The Cambridge History of Korea
- Author: Donald Baker (ed.)
- Country: United Kingdom
- Language: English
- Genre: Korean history
- Publisher: Cambridge University Press
- Published: In progress
- No. of books: 4

= The Cambridge History of Korea =

Upcoming series of books on Korea

The Cambridge History of Korea is a forthcoming series of books to be published by Cambridge University Press surveying the history of Korea in four separate volumes from prehistory to the twenty-first century. According to series editor Donald L. Baker (University of British Columbia), the set will aim to be broad, accurate, and up to date, providing both a thorough survey of Korean history as well as comparative perspective of Korea's relationship with its neighbors.
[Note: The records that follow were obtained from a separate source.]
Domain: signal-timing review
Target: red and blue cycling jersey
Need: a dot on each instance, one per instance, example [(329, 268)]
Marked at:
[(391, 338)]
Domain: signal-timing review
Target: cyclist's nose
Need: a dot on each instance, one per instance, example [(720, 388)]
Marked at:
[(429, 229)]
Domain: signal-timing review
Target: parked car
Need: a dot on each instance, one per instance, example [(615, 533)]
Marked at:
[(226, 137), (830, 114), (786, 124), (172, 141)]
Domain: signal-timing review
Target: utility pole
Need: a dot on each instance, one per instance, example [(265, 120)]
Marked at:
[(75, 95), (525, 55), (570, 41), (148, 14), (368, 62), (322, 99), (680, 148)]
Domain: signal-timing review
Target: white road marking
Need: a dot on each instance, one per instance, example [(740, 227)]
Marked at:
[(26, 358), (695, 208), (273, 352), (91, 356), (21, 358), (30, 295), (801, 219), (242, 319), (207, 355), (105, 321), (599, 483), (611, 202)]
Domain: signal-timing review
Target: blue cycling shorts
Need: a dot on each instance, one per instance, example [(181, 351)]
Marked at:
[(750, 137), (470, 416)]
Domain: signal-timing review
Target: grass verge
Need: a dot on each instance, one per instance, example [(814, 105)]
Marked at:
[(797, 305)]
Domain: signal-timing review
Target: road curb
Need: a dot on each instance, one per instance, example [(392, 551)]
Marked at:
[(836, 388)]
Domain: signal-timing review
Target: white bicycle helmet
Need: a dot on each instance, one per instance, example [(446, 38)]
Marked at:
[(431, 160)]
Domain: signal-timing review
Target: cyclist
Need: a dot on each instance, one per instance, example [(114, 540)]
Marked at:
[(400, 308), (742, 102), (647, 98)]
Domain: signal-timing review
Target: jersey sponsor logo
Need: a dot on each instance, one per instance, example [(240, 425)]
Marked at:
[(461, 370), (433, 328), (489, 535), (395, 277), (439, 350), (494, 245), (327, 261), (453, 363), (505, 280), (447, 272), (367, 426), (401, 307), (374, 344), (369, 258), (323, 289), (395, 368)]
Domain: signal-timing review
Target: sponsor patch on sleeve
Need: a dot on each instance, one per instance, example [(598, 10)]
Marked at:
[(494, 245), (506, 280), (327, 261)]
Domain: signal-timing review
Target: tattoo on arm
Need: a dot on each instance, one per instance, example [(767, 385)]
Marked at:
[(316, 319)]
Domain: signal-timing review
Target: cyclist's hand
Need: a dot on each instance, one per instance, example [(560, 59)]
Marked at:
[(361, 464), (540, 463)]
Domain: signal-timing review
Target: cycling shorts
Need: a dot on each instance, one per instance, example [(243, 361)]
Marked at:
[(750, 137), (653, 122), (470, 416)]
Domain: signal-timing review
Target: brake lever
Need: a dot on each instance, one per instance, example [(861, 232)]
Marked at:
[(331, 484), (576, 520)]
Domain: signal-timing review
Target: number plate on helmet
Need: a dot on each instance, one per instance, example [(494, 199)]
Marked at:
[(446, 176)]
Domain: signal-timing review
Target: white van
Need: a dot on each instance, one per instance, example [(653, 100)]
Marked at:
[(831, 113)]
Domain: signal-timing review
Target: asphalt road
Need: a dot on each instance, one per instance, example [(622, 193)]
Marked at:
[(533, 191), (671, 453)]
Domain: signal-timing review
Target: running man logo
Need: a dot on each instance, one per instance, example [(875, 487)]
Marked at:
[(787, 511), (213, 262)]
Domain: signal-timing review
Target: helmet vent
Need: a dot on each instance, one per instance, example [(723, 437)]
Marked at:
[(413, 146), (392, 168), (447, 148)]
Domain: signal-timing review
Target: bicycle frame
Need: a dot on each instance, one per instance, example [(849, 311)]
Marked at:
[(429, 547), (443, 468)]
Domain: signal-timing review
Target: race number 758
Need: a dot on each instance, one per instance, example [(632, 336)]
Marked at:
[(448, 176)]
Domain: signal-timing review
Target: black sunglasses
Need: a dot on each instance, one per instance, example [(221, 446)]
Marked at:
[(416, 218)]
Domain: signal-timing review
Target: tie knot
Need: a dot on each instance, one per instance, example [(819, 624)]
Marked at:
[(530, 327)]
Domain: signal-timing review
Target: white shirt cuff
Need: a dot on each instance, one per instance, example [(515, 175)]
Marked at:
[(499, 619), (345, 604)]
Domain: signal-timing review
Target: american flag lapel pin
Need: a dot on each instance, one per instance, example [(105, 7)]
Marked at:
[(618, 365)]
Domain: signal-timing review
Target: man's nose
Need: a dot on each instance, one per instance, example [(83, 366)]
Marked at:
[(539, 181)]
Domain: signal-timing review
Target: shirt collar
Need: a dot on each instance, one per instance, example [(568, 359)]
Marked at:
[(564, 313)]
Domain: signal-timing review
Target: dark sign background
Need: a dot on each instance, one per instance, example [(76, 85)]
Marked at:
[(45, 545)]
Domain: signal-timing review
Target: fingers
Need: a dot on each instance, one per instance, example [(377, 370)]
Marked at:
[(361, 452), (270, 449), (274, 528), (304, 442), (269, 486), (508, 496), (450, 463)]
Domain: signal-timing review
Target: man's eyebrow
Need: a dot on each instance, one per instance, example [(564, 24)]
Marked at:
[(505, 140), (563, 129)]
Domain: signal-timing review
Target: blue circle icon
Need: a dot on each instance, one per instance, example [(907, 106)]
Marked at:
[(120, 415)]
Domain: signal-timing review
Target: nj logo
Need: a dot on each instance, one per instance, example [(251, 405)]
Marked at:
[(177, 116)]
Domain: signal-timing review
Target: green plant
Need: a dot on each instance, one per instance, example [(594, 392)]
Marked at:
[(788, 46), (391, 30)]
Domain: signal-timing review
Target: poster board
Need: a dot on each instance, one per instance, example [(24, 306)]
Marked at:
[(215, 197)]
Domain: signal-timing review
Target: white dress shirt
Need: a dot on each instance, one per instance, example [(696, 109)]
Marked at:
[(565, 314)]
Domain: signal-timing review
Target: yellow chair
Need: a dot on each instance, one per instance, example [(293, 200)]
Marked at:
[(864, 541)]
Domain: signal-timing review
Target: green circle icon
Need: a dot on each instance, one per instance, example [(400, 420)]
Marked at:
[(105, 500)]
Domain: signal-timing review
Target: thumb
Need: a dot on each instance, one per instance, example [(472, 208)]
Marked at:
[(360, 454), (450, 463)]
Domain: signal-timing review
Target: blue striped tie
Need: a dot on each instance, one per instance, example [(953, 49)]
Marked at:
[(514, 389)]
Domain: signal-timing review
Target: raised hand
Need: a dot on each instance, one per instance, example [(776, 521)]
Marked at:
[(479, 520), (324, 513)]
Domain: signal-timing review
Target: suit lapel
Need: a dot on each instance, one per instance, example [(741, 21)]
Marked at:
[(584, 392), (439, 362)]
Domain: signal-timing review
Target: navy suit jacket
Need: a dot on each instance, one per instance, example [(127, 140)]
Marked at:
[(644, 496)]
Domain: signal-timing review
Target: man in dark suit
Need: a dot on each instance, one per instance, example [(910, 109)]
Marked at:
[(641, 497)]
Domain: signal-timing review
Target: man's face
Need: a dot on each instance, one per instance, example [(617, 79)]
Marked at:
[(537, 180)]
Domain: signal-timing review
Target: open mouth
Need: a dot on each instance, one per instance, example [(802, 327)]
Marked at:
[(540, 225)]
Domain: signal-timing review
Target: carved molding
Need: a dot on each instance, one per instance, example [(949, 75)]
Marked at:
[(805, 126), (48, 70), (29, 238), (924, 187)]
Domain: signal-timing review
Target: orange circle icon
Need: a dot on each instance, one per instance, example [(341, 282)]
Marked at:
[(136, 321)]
The first volume will cover Korea's ancient history, and is to be edited by Mark E. Byington (Harvard University) and Richard D. McBride II (Brigham Young University). The second volume will cover the Goryeo period, edited by Sem Vermeersch (Seoul National University). The third volume will cover Joseon, edited by Michael J. Pettid (Binghamton University). The fourth volume, covering Korea's modern history, will be edited by Bruce Cumings (University of Chicago) and Namhee Lee (University of California, Los Angeles).

==History==
Work on the Cambridge History of Korea was originally started in the 1990s by editorship of James B. Palais (University of Washington). Due to a lack of scholars specialized in the field in English, progress was slow, eventually stopping with his death in 2006 until work on the series was renewed under Donald L. Baker in 2016. In preparation, contributors have met in three workshops thus far: in October 2018 at the University of Pennsylvania for volumes 1, 2, and 3 (organized by Eugene Y. Park; supported by the Academy of Korean Studies); in June 2019 at Seoul National University for volume 2 (organized by Sem Vermeersch); and in August 2019 at the University of Chicago for volume 4 (organized by Michael D. Shin). Since March 2021, the COVID-19 pandemic has put any additional meetings on hold.